Tewksbury might have been content with capsaicin's role in discouraging mammals and facilitating bird digestion, but he suspected something else was going on--especially since the main reason for failure of chili seeds to germinate in the wilds of Bolivia was fungal rot. Pink mold in the genus Fusarium specializes in attacking chili peppers.

Again, using both mild and spicy varieties of the same peppers, Tewksbury and another colleague, Noelle Machnicki, found that the amount of fungal infection was directly related to the amount of capsaicin present. The spicy compound warded off fungal attack.

So why does a species have mild varieties at all? The fungus becomes more of a problem in humid environments. Spicier plants grow in humid areas; milder varieties in drier areas can forego the metabolic expense of manufacturing capsaicin.

More fieldwork has shown that this may not be the complete story either. Several species of insects spend their time on chili fruits. The insects dig pits in the fruits that seem to serve as conduits for fungal infection. Do the insects carry the fungus from plant to plant or do their excavations in the fruit just make it easier for the fungus to grow toward the seeds?

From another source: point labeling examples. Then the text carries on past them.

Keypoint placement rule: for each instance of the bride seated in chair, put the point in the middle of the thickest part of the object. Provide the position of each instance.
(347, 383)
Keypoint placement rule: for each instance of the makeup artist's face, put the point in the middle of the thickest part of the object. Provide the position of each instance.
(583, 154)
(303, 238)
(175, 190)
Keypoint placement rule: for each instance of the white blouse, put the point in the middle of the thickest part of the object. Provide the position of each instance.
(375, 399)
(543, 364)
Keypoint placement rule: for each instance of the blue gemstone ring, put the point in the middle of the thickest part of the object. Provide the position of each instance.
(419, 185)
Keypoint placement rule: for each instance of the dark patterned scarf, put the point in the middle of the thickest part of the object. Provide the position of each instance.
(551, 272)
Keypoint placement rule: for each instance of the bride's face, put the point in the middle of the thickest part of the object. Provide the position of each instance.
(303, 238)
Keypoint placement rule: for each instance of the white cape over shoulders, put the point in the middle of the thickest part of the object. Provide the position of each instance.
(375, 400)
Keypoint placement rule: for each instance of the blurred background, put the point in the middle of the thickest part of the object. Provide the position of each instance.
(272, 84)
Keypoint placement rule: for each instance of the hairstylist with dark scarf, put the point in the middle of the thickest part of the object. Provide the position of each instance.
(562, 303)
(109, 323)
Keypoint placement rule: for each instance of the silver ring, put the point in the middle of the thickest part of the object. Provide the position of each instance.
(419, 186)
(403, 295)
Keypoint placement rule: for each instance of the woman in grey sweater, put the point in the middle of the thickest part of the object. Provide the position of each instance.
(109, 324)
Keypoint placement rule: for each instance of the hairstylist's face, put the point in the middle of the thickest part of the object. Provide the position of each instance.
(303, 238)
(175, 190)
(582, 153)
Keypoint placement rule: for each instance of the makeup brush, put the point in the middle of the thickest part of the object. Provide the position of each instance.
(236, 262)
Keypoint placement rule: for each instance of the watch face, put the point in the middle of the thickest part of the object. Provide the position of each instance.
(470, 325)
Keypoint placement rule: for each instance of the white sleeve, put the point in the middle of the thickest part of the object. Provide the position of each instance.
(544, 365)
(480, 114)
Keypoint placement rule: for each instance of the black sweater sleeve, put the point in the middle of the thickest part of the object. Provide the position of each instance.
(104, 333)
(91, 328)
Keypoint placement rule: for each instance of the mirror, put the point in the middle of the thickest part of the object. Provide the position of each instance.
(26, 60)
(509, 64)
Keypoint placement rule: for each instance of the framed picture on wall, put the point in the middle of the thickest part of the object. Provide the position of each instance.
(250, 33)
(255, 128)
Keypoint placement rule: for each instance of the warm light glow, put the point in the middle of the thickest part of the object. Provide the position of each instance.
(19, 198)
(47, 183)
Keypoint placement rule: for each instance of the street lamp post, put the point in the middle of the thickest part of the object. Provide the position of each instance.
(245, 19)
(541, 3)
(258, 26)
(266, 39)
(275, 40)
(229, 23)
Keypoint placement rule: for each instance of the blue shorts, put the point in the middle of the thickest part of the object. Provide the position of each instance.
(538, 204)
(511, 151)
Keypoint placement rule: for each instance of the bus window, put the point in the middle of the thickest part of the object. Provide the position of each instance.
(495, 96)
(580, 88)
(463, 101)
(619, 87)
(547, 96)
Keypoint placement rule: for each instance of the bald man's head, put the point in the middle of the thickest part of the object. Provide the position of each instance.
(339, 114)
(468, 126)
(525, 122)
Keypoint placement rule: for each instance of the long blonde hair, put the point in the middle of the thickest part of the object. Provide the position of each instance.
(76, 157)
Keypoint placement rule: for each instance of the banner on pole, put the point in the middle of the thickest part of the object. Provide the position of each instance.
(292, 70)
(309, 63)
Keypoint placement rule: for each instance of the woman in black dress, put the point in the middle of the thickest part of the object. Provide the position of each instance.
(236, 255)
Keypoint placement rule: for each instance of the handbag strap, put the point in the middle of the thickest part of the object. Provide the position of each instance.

Does capsaicin have any effect on the insects? These are questions Tewksbury is eager to address.

In the April 2009 issue of Smithsonian magazine Tewksbury is quoted as saying, "I hope to be working on this system for another 10 to 20 years. I can't see myself running out of questions in less than that."

Tewksbury is a good example of the fact that for scientists the questions are the spicy part of an intellectual challenge. Answers, while they can be satisfying, are about as bland as a crisp bell pepper.